Thaddeus shot up the last of his heroin, about a gram’s worth. He grabbed cigarettes and a razor blade before squeezing into a space behind a dresser to hide. Sheet rock covered the opening and acted as a false wall. Thaddeus thought he couldn’t handle prison, so he chain-smoked while cutting his left wrist.

As police came through the back door of his apartment, Thaddeus continued to smoke and cut his wrist. He heard them searching the house. The officers found his room and kicked down the door. He continued smoking while they were in the room. Officers finally saw him, perhaps even his cigarette smoke, and kicked the wall down. Fifteen to 20 guns were pointed at Thaddeus. He was yanked out, thrown to the floor and handcuffed.

The police took him to the hospital to treat the deep cuts on his wrist.
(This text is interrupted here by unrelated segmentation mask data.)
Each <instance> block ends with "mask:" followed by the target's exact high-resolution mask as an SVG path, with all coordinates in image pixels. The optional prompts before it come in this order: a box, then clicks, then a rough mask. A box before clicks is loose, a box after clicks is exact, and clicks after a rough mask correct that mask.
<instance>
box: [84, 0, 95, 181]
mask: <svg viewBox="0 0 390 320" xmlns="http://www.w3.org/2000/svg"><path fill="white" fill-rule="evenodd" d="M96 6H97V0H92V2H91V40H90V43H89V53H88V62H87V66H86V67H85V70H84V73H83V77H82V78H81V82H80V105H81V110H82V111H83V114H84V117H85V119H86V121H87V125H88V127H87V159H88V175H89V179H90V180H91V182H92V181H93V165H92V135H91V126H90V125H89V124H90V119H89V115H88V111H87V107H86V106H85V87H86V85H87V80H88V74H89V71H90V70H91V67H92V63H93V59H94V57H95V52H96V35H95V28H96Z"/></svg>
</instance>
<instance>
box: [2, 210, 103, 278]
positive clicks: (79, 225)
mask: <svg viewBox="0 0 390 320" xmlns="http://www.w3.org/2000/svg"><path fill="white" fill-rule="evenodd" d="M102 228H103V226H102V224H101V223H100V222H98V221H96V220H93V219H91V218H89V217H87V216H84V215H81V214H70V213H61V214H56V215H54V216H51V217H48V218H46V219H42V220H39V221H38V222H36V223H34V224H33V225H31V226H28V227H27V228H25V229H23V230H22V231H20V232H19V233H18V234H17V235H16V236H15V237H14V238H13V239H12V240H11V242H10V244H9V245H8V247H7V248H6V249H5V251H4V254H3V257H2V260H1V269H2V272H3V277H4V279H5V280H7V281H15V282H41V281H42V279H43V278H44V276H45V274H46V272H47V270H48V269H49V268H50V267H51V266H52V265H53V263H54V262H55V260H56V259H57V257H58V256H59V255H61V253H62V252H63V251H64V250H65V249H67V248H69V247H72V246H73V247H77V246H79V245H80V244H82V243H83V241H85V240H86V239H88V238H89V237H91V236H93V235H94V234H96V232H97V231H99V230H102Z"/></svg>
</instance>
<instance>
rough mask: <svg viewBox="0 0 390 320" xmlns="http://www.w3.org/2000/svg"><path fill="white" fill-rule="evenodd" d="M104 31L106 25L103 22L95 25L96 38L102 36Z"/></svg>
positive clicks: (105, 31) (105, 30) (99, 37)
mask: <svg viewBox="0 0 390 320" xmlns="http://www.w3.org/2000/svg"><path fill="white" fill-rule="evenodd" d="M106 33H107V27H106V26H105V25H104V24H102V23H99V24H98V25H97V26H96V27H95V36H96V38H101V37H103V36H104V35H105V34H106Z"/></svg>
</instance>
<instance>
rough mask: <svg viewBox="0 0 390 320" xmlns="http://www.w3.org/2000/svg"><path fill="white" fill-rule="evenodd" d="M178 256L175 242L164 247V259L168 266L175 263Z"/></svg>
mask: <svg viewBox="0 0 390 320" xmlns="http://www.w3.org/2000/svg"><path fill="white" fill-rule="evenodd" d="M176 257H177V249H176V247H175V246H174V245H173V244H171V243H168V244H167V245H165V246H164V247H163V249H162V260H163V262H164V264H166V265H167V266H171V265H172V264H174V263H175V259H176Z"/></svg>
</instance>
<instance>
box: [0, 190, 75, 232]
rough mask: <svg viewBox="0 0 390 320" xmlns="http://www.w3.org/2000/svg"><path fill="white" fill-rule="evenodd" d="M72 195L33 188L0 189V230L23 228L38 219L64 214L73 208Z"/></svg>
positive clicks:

While in a hospital bed, he admitted his involvement in both robberies. He had $170 stashed in a safe, and his heroin supply was depleted.

Fifteen days after his arrest, Jessica died from a heroin overdose. Thaddeus says he is glad he wasn’t there because he would’ve intentionally overdosed from grief. “It’s good that I found out while I was locked up and couldn’t hurt myself,” he says. “Everything happens for the better, once you put your head around it.” He’s also glad the razor blade he used was dull.

In fact, Thaddeus is glad about a lot of things these days but mostly that he’s sober. It’s the best he’s felt in years.

He is at the Jefferson City Correctional Center and faces two consecutive 10-year sentences. With good behavior, there’s a chance he’ll be out in six, although it’s unlikely.

Thaddeus is worried about rehabilitation. He never felt like a criminal but rather a drug addict. In prison, he sticks mainly to himself, and although he shares the prison yard with murderers and rapists, he tries to remain positive. He has goals now: He says he wants to work, pursue music and writing, and be a good dad to his 4-year-old son.

A callus the size and shape of a jellybean has formed on the inner part of his right middle finger. He writes for himself and to a pen pal for several hours every day. He’s reading about a book a day, too. The selection isn’t great, he says, but he’s been reading Michael Crichton, Isaac Asimov and his favorite book, The Adventures of Huckleberry Finn.

Thaddeus also started drinking iced coffee, a simple pleasure he enjoys. He says it’s like two drinks in one because when the ice melts, it’s sort of like iced tea. “I just have this new appreciation for everything,” he says. “I can’t even imagine what it’s going to be like when I get out of here. It’ll be like going to Disneyland every day.”

He doesn’t care to be hugged by God anymore, either. Instead, he longs for the little things: the privacy of a personal bathroom and shopping at Walmart.